Bandara Ishara, Shelyag Sergiy, Rajasegarar Sutharshan, Dwyer Dan, Kim Eun-Jin, Angelova Maia
School of IT, Deakin University, Melbourne, Australia.
Research Centre for Fluid and Complex Systems, Coventry University, Coventry, United Kingdom.
PLoS One. 2024 Oct 30;19(10):e0312278. doi: 10.1371/journal.pone.0312278. eCollection 2024.
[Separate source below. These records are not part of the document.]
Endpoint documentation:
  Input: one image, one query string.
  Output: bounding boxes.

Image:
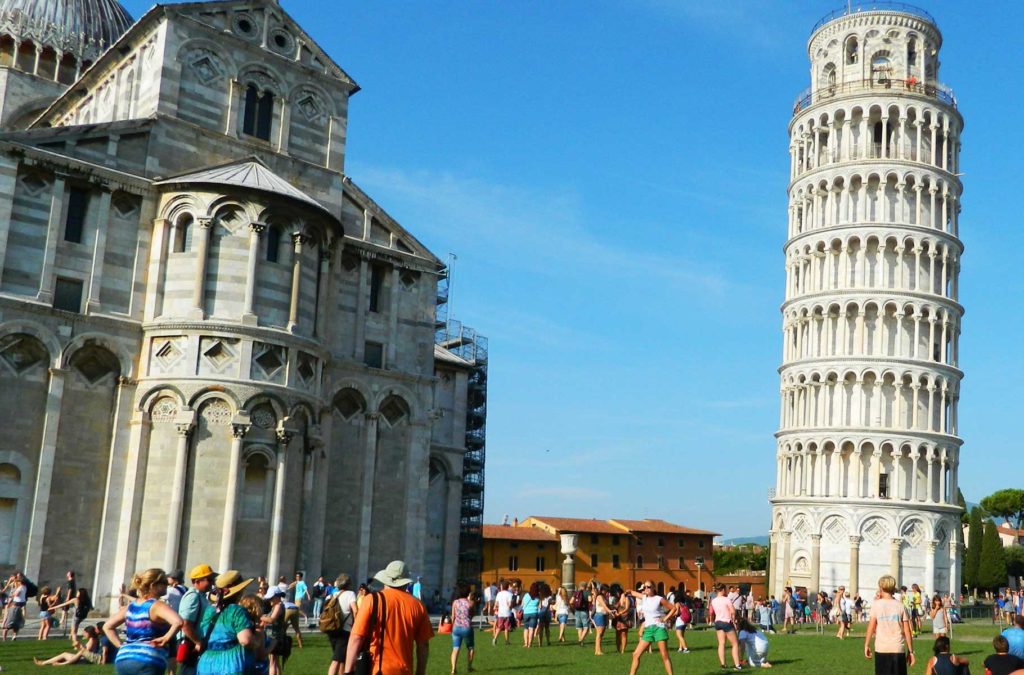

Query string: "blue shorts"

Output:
[452,626,476,649]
In association football, predicting the likelihood and outcome of a shot at a goal is useful but challenging. Expected goal (xG) models can be used in a variety of ways including evaluating performance and designing offensive strategies. This study proposed a novel framework that uses the events preceding a shot, to improve the accuracy of the expected goals (xG) metric. A combination of previously explored and unexplored temporal features is utilized in the proposed framework. The new features include; "advancement factor", and "player position column". A random forest model was used, which performed better than published single-event-based models in the literature. Results further demonstrated a significant improvement in model performance with the inclusion of preceding event information. The proposed framework and model enable the discovery of event sequences that improve xG, which include; opportunities built up from the sides of the 18-yard box, shots attempted from in front of the goal within the opposition's 18-yard box, and shots from successful passes to the far post.
在足球中,预测射门进球的可能性和结果是很有用的,但也具有挑战性。预期进球 (xG) 模型可以通过多种方式使用,包括评估表现和设计进攻策略。本研究提出了一种新的框架,该框架使用射门前的事件来提高预期进球 (xG) 指标的准确性。所提出的框架中利用了之前探索和未探索的时间特征的组合。新特征包括“推进因素”和“球员位置列”。使用随机森林模型,该模型的性能优于文献中已发表的基于单事件的模型。结果进一步表明,通过包含之前的事件信息,模型的性能得到了显著提高。所提出的框架和模型能够发现提高 xG 的事件序列,其中包括:从 18 码框的两侧建立的机会、在对方 18 码框内从球门正面尝试的射门、以及从成功传至远门柱的射门。